Of course, unfriendly and unfounded steps are completely unknown to Russia – witness the recent international acts of friendship such as the sending aid convoys to eastern Ukraine – so it must be frustrating when these gestures of brotherly concern are so misunderstood. Nevertheless, according to the Polish ministry of defence, the person in question – who was posing as a diplomat but was really a member of the GRU, Russia’s military intelligence service – had been under surveillance for some time and had had extensive contact with one Colonel Zbigniew J. (the law requires the full name to be withheld), a Polish army officer who was one of two Polish citizens arrested on suspicion of spying. The second was a lawyer with joint Russian and Polish citizenship, arrested in connection with a separate matter. Also, last month, at the request of the internal security agency the Polish authorities withdrew accreditation from a Russian journalist working in Warsaw.
There is something rather re-assuring, that in this age of Big Brother total surveillance (ironically much of it submitted too voluntarily via social media) Colonel Zbigniew and the Russian agent apparently met in Soviet Russian war cemeteries in Poland to exchange information. You simply can’t better tradition. Of the expulsions themselves, the decision by Russia to expel Polish diplomats “was a symmetrical response, and for us the case is closed,” said Grzegorz Schetyna, Poland’s foreign minister
But does this herald a new cold war? Certainly the temperature has dropped and, notwithstanding the heat and sunshine, no amount of Koala hugging could disguise the chill in the atmosphere at last weekend’s G20 meeting in Brisbane. Indeed, brother Putin even left early to be fully rested for his return to the office yesterday, no doubt worn out by the criticism of his Ukrainian escapades.

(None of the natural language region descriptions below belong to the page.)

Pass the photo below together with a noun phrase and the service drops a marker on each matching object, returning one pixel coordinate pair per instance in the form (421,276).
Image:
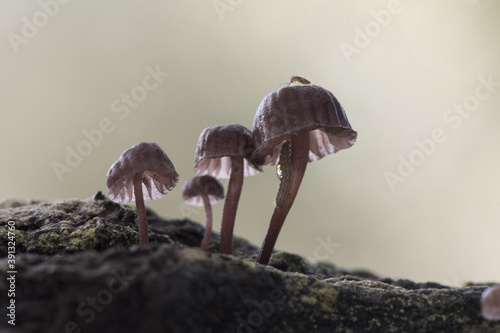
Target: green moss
(83,239)
(48,242)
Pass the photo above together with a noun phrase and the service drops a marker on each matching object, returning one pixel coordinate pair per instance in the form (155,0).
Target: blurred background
(416,197)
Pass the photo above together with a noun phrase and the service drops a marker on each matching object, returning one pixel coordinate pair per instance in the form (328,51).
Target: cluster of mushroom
(294,125)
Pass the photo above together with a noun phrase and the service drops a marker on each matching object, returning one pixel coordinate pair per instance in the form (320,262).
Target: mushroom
(223,152)
(490,303)
(142,173)
(203,191)
(296,124)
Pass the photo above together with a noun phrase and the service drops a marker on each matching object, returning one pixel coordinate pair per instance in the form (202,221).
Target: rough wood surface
(85,275)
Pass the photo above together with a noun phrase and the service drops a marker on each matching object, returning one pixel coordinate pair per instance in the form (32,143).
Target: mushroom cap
(216,146)
(297,108)
(490,303)
(194,188)
(158,175)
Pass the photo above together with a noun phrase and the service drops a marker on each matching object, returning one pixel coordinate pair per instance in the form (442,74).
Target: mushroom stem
(208,225)
(231,205)
(141,210)
(299,156)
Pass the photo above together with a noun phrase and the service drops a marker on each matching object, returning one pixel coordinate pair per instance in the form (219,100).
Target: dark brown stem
(299,157)
(231,205)
(208,225)
(141,211)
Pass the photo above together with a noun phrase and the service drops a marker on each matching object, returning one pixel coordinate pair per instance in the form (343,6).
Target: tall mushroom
(142,173)
(490,303)
(296,124)
(223,152)
(203,191)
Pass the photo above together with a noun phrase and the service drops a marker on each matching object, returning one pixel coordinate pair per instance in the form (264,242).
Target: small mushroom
(296,124)
(203,191)
(142,173)
(223,152)
(490,303)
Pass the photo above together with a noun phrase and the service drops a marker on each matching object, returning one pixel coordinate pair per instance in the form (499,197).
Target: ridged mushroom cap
(297,108)
(490,303)
(216,146)
(194,188)
(158,175)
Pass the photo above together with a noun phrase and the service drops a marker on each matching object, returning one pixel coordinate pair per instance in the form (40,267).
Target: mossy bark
(91,278)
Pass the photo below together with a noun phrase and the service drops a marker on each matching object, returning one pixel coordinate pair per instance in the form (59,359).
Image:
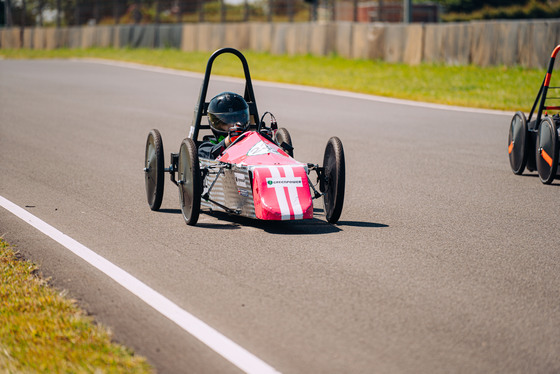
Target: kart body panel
(256,178)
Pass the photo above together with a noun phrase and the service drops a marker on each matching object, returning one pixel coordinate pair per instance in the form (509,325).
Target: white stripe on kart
(293,195)
(280,194)
(220,344)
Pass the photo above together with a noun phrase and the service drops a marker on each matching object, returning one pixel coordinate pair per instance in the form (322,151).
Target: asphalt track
(443,260)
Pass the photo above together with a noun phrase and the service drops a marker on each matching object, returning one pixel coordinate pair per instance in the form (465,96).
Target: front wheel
(189,182)
(153,169)
(333,179)
(517,143)
(547,150)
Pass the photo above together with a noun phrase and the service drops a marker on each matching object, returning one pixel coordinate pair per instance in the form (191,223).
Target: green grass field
(44,332)
(505,88)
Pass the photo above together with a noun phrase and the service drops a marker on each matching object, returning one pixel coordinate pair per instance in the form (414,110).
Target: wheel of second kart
(547,150)
(189,181)
(517,143)
(283,136)
(334,179)
(154,169)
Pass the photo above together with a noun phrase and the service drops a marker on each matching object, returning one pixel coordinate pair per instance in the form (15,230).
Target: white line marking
(293,194)
(280,194)
(229,350)
(322,91)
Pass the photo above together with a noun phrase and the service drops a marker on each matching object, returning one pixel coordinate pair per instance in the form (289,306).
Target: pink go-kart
(256,176)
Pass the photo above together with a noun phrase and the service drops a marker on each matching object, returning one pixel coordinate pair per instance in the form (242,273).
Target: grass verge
(43,332)
(505,88)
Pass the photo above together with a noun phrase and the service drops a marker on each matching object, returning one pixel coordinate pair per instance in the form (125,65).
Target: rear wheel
(517,143)
(547,150)
(334,179)
(190,185)
(283,136)
(153,169)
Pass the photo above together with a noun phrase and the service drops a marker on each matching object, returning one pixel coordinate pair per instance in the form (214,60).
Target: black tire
(547,150)
(154,169)
(189,181)
(334,182)
(283,136)
(518,143)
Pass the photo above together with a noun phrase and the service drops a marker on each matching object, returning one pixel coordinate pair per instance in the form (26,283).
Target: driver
(228,116)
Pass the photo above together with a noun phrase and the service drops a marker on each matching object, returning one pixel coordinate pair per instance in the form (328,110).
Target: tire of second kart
(547,150)
(517,143)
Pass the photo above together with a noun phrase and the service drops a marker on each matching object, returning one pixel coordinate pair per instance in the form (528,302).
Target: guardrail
(524,43)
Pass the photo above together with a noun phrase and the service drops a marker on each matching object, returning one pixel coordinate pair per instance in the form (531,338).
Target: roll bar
(201,108)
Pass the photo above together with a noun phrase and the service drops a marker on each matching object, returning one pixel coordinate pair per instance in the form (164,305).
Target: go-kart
(256,176)
(535,143)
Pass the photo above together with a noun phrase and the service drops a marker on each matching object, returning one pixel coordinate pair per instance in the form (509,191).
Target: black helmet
(226,110)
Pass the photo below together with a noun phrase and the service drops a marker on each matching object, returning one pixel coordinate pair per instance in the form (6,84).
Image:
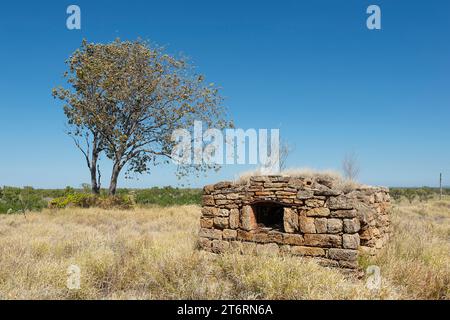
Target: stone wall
(317,217)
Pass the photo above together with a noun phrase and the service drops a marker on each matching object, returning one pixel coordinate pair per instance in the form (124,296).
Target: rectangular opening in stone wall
(269,215)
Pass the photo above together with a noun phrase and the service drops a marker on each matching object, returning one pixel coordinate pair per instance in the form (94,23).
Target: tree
(350,166)
(86,95)
(137,98)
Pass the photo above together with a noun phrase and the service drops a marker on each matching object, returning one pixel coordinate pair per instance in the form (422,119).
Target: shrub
(83,200)
(86,200)
(20,200)
(168,196)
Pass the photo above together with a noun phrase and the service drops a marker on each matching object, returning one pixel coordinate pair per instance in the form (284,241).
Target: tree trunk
(94,184)
(114,177)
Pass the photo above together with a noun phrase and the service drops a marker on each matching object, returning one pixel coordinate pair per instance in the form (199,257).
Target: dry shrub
(417,257)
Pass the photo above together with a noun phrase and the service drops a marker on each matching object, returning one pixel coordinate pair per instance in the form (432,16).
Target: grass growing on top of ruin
(150,253)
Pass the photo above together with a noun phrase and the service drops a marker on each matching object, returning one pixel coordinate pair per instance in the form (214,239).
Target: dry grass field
(151,254)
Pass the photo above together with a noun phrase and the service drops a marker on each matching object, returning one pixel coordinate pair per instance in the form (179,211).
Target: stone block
(334,225)
(322,240)
(307,225)
(290,220)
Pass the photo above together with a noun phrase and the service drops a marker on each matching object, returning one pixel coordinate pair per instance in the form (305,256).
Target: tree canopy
(126,98)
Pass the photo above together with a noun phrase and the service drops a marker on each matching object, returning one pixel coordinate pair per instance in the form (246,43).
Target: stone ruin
(316,216)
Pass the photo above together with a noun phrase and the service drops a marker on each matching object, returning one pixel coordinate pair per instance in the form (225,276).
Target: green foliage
(83,200)
(87,200)
(422,194)
(168,196)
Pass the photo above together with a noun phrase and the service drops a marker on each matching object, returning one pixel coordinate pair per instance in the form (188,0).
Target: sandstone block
(293,239)
(290,220)
(206,223)
(274,236)
(234,218)
(229,234)
(342,254)
(210,233)
(343,213)
(307,225)
(269,249)
(321,225)
(351,225)
(209,211)
(221,222)
(219,246)
(334,225)
(208,189)
(245,235)
(248,220)
(314,203)
(208,200)
(318,212)
(205,244)
(307,251)
(350,241)
(244,247)
(339,203)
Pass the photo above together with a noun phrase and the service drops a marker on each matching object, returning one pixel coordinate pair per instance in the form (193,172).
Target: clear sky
(310,68)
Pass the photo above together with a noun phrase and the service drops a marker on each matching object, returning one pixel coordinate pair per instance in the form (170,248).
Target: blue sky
(310,68)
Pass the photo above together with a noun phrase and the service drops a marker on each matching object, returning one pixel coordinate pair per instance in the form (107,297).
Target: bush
(168,196)
(20,200)
(83,200)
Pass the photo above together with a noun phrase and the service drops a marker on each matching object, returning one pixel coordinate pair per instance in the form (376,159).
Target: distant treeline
(19,200)
(420,194)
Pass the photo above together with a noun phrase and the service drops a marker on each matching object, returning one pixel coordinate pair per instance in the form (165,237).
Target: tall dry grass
(150,254)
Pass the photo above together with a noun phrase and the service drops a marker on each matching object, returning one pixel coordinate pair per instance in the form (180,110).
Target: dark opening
(269,215)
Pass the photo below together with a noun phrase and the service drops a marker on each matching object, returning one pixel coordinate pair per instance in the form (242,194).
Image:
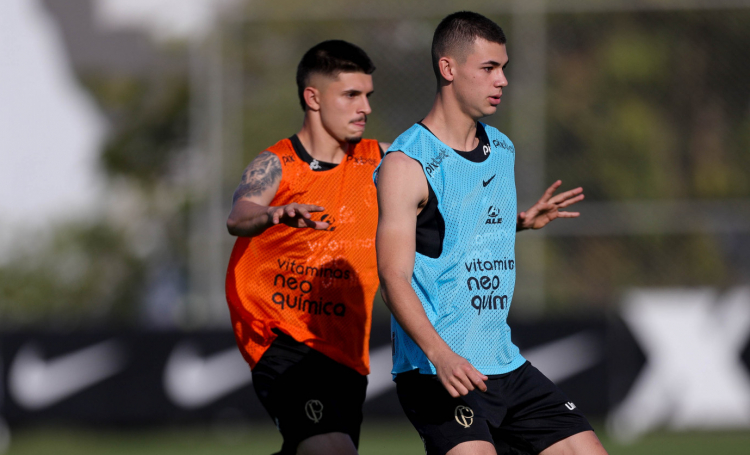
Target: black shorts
(521,412)
(307,394)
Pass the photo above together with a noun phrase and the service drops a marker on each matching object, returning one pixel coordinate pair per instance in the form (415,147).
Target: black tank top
(430,222)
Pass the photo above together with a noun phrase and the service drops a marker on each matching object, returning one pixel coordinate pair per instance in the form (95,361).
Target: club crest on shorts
(314,410)
(464,416)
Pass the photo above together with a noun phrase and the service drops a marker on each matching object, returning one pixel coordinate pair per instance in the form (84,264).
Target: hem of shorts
(335,429)
(462,440)
(560,435)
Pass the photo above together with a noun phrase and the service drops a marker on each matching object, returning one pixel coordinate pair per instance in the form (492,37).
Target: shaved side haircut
(455,35)
(330,58)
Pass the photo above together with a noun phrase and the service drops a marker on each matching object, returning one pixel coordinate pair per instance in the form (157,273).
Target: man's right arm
(251,213)
(402,187)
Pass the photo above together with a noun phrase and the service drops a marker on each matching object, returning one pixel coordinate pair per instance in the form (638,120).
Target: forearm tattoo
(260,174)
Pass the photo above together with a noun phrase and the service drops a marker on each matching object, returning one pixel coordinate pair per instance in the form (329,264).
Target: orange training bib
(316,286)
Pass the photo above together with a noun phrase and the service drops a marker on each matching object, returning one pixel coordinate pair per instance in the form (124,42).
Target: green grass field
(392,438)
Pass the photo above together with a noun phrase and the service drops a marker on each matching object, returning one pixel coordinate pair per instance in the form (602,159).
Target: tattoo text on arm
(259,175)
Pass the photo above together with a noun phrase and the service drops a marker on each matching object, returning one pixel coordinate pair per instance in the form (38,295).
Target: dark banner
(146,378)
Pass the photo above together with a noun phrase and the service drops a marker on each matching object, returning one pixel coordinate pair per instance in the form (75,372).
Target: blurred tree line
(640,106)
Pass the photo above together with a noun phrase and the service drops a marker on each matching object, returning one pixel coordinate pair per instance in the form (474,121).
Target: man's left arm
(547,208)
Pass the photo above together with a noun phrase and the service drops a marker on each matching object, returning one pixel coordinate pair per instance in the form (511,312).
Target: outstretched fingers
(550,191)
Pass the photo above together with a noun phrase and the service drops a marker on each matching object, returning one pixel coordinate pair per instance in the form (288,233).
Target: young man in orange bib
(301,299)
(303,274)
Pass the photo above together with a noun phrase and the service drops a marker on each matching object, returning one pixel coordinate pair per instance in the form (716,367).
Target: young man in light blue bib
(445,247)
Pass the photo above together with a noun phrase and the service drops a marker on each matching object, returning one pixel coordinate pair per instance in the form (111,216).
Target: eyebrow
(354,91)
(494,63)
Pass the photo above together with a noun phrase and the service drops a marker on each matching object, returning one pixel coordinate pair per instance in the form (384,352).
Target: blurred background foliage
(640,106)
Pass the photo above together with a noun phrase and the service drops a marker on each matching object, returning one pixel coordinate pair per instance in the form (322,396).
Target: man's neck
(451,125)
(321,145)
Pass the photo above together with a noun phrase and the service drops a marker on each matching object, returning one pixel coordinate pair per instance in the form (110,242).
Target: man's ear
(447,67)
(311,95)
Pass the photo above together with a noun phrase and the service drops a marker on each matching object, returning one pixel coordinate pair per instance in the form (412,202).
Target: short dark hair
(459,31)
(331,58)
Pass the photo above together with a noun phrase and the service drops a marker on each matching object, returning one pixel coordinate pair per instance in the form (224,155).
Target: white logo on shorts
(464,416)
(314,410)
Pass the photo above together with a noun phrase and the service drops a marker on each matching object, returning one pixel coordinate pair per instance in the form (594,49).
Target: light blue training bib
(466,291)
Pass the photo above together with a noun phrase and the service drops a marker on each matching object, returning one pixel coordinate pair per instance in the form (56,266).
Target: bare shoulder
(261,176)
(399,163)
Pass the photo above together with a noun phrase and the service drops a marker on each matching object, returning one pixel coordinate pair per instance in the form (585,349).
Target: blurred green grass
(381,437)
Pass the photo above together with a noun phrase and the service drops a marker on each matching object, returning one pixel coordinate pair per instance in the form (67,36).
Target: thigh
(582,443)
(443,422)
(539,413)
(315,396)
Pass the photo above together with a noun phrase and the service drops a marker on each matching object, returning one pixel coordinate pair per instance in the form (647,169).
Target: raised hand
(548,207)
(296,215)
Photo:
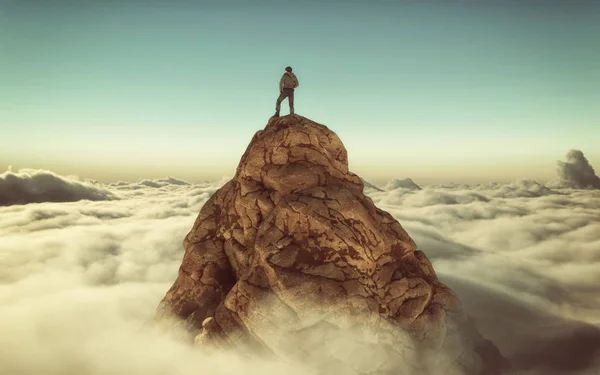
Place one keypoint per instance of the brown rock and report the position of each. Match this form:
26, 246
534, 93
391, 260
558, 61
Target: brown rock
290, 258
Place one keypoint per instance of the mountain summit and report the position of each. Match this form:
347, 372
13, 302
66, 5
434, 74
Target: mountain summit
291, 260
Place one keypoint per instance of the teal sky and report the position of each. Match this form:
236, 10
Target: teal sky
439, 91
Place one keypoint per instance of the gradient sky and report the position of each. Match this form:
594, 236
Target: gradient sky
439, 91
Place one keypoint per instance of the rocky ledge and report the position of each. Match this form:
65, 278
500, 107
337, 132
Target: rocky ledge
290, 259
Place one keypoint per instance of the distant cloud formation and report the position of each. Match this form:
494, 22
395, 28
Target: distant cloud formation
577, 172
78, 280
34, 186
404, 183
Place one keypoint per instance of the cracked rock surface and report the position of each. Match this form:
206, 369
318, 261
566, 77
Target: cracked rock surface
290, 259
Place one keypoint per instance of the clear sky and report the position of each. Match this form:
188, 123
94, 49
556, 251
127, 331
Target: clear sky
439, 91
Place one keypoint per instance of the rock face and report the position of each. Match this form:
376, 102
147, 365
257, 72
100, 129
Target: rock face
290, 259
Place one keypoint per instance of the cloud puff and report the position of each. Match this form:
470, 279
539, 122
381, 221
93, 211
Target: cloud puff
577, 172
402, 183
370, 187
32, 186
79, 279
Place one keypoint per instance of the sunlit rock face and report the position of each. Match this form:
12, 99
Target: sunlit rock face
290, 259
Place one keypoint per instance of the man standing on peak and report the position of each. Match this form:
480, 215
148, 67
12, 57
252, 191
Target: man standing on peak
287, 84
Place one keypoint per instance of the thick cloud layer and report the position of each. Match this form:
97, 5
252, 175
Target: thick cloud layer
31, 186
78, 280
402, 183
577, 172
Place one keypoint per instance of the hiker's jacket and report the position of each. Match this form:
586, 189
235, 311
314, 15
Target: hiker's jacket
288, 81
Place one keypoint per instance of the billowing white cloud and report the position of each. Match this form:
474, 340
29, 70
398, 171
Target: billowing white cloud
369, 186
32, 186
577, 172
402, 183
78, 280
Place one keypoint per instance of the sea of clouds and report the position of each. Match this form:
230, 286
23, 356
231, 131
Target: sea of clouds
83, 266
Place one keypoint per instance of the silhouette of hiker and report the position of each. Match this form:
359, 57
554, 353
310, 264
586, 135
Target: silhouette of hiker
287, 84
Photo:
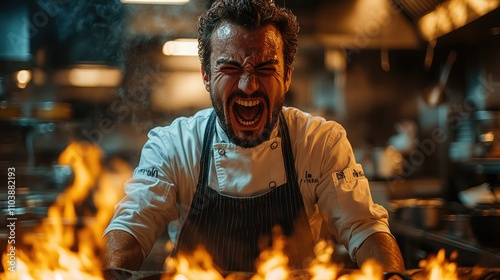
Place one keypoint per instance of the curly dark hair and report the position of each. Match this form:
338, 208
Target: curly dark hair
251, 14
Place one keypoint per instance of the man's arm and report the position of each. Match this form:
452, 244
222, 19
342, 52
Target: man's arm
121, 250
383, 248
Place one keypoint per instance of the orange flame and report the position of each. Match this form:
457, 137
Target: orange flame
60, 248
438, 267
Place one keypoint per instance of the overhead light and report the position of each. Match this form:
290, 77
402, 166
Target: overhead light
89, 76
181, 47
160, 2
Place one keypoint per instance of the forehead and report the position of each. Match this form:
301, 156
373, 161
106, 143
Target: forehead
236, 42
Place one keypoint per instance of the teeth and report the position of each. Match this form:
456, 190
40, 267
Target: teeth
249, 123
247, 103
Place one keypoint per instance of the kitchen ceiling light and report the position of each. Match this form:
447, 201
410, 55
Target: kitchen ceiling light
160, 2
181, 47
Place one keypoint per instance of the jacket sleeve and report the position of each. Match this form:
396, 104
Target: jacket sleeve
344, 195
150, 200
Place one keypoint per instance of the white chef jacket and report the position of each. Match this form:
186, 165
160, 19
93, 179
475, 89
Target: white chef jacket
162, 187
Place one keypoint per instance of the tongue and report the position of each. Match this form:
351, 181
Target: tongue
247, 113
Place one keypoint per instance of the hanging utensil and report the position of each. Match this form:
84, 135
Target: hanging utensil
435, 95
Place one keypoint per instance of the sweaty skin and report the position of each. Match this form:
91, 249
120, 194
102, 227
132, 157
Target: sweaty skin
247, 69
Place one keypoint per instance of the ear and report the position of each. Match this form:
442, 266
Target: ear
288, 79
206, 79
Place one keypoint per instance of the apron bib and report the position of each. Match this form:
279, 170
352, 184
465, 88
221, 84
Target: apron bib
231, 228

Since the fall of Soviet communism relations between Russia and Poland have been tense but had appeared to be improving, which improvement was brought to an abrupt halt by Russia’s intervention Ukraine of which Polish politicians have been particularly critical, notably former foreign minister Radek Sikorski. There has, apparently, been increased Russian espionage activity against Poland and other CEE states on the frontier of the EU and NATO in recent years, and the overflying of UK air space by Russian military aircraft is back to levels not seen since the Cold War.
The difficulty is that nobody seems to know – apart from President Putin, presumably – what to do next. It appears that Chancellor Merkel’s long tête-à-têtes have had little effect and that mutti is losing her patience. Rationally, war is not the answer. But here we assume that our view of what is rational is the same as Putin’s. Not only that, but why should our politicians expect a rational response from him when, domestically at least, they seem increasingly to take decisions which defy common sense and the wishes of the electorate, let alone rational explanation?
Be that as it may, there’s something else. Recalling the chorus of the popular, late nineteenth century music hall song:
We don’t want to fight but by Jingo if we do,
We’ve got the ships, we’ve got the men, we’ve got the money too,
then if “we” is now NATO, while the first line remains true, the second increasingly doesn’t. Not only that, but we have amply demonstrated our lack of will effectively to defend those that we claim to be our values. President Putin, and others, understand this and are ever more tempted to call our bluff. The challenge, therefore, is to find something more effective than sanctions which doesn’t actually bring about the next war.
Perhaps we should simply remember the words of another Russian leader, Lenin, because Putin clearly does: “Probe with a bayonet: if you meet steel, stop. If you meet mush, then push.”